Ces derniers jours, la perspective d’une famine à Gaza a pris la forme de ces images d’enfants émaciés, voire mourants, en plus des rapports faisant état d’enfants morts de faim. Quels sont les critères pour parler d’une famine, dans le langage de l’aide humanitaire internationale et, que c’en soit une ou pas, a-t-on passé un point de non-retour pour les plus vulnérables parmi cette population?
Les Nations unies utilisent une échelle à cinq niveaux, appelée le Cadre intégré de classification de la sécurité alimentaire (en anglais, IPC). Au premier niveau, on parle d’une sécurité alimentaire « minimale ». Au cinquième et dernier niveau, d’une famine.
À partir du troisième niveau (« crise »), l’IPC invoque une « action urgente requise » pour « protéger des vies » et pour réduire des « écarts dans la consommation alimentaire ». À partir du quatrième niveau (« urgence »), l’action est requise pour carrément « sauver des vies ». Cette échelle a eu traditionnellement pour but de fournir aux décideurs des pays plus riches des informations sur les régions du monde nécessitant des interventions de toute urgence, soit celles des niveaux 3 à 5.
Depuis la création de l’IPC en 2004, deux famines ont été officiellement identifiées: en Somalie en 2011, et au Soudan du Sud en 2017. L’Agence des Nations unies pour les réfugiés évoque aussi le Yémen et l’Éthiopie, mais elle est confrontée au fait que les informations fournies par les autorités de ces pays sont très incomplètes. De plus, en 2021, ce serait le gouvernement éthiopien lui-même qui aurait refusé que l’on qualifie la situation dans la région du Tigré de « famine ».
L’IPC parle d’une « famine » lorsqu’au moins 20 % de la population fait face à un manque « extrême » de nourriture, qu’au moins 30 % des enfants souffrent de malnutrition, et qu’au moins 4 enfants par 10 000, et 2 adultes par 10 000, meurent chaque jour de faim ou de maladies liées à la malnutrition. C’est ce qui explique qu’une situation puisse être devenue « catastrophique » (niveau 5) depuis un bon moment, avant que toutes ces « conditions » ne soient remplies.
En réalité, un pays est toujours à cheval sur plus d’une catégorie. En Somalie par exemple, plus de 2 millions de personnes font face à une insécurité alimentaire « urgente » (niveau 4) et au moins 300 000 à une situation « catastrophique ».
Une situation qui empire
Dans le cas de Gaza, le seul rapport de l’IPC remonte à décembre.
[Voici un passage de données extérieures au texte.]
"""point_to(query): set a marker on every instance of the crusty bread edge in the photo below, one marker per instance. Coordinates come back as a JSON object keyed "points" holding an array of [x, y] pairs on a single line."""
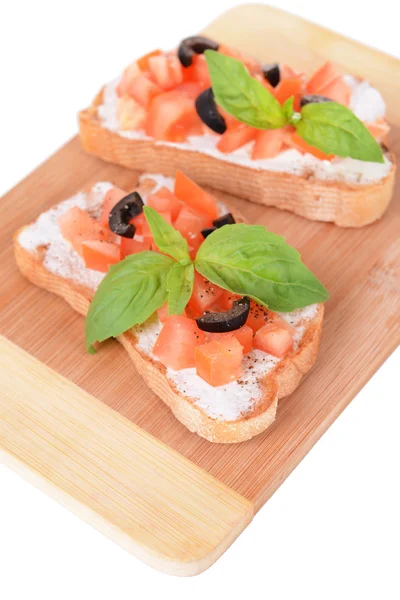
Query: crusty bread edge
{"points": [[345, 204], [278, 383]]}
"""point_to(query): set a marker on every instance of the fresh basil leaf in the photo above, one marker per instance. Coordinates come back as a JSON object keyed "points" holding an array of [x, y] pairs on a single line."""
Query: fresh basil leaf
{"points": [[334, 129], [180, 281], [166, 237], [130, 293], [241, 95], [249, 260], [288, 108]]}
Sa principale conclusion était alors que l’ensemble des 2 millions d’habitants de ce territoire de 365 km2 faisait face à une « insécurité alimentaire du niveau d’une crise ou plus » — en d’autres termes, de niveau 3 ou plus. Le rapport prévenait que la situation ne pouvait que continuer à se dégrader, tant que la guerre se poursuivait.
Une deuxième analyse est en cours, confirme l’IPC sans promettre de date pour sa publication.
Le 1er mars, le porte-parole local de l’Organisation mondiale de la santé évoquait 10 enfants officiellement morts de faim. Le 5 mars, les autorités de Gaza évoquaient 15 enfants morts de malnutrition ou de déshydratation dans les hôpitaux. Le 6 mars, le coordonnateur des Nations unies pour l’aide humanitaire évoquait « au moins 20 morts ».
À travers le territoire, c’étaient 90% des enfants de 6 à 23 mois ainsi que la majorité des femmes enceintes ou allaitant, qui faisaient face à des manques critiques de nourriture, selon un rapport d’une alliance d’organismes incluant l’UNICEF —mais ce rapport remonte déjà à la mi-février.
Il faut rappeler que la malnutrition chez les enfants se traduit, dans les moins pires des scénarios, par des retards de développement et par une plus grande vulnérabilité à des maladies infectieuses. Sur ce dernier point, c’est dès décembre que les médecins, sur place et à distance, ont commencé à évoquer des risques d’éclosions incontrôlées de varicelles, d’infections des voies respiratoires caractéristiques des lieux surpeuplés, et même des risques de choléra, à cause de l’eau contaminée. C’est en plus des taux de diarrhées chez les enfants, qui étaient déjà supérieurs aux niveaux jugés sécuritaires.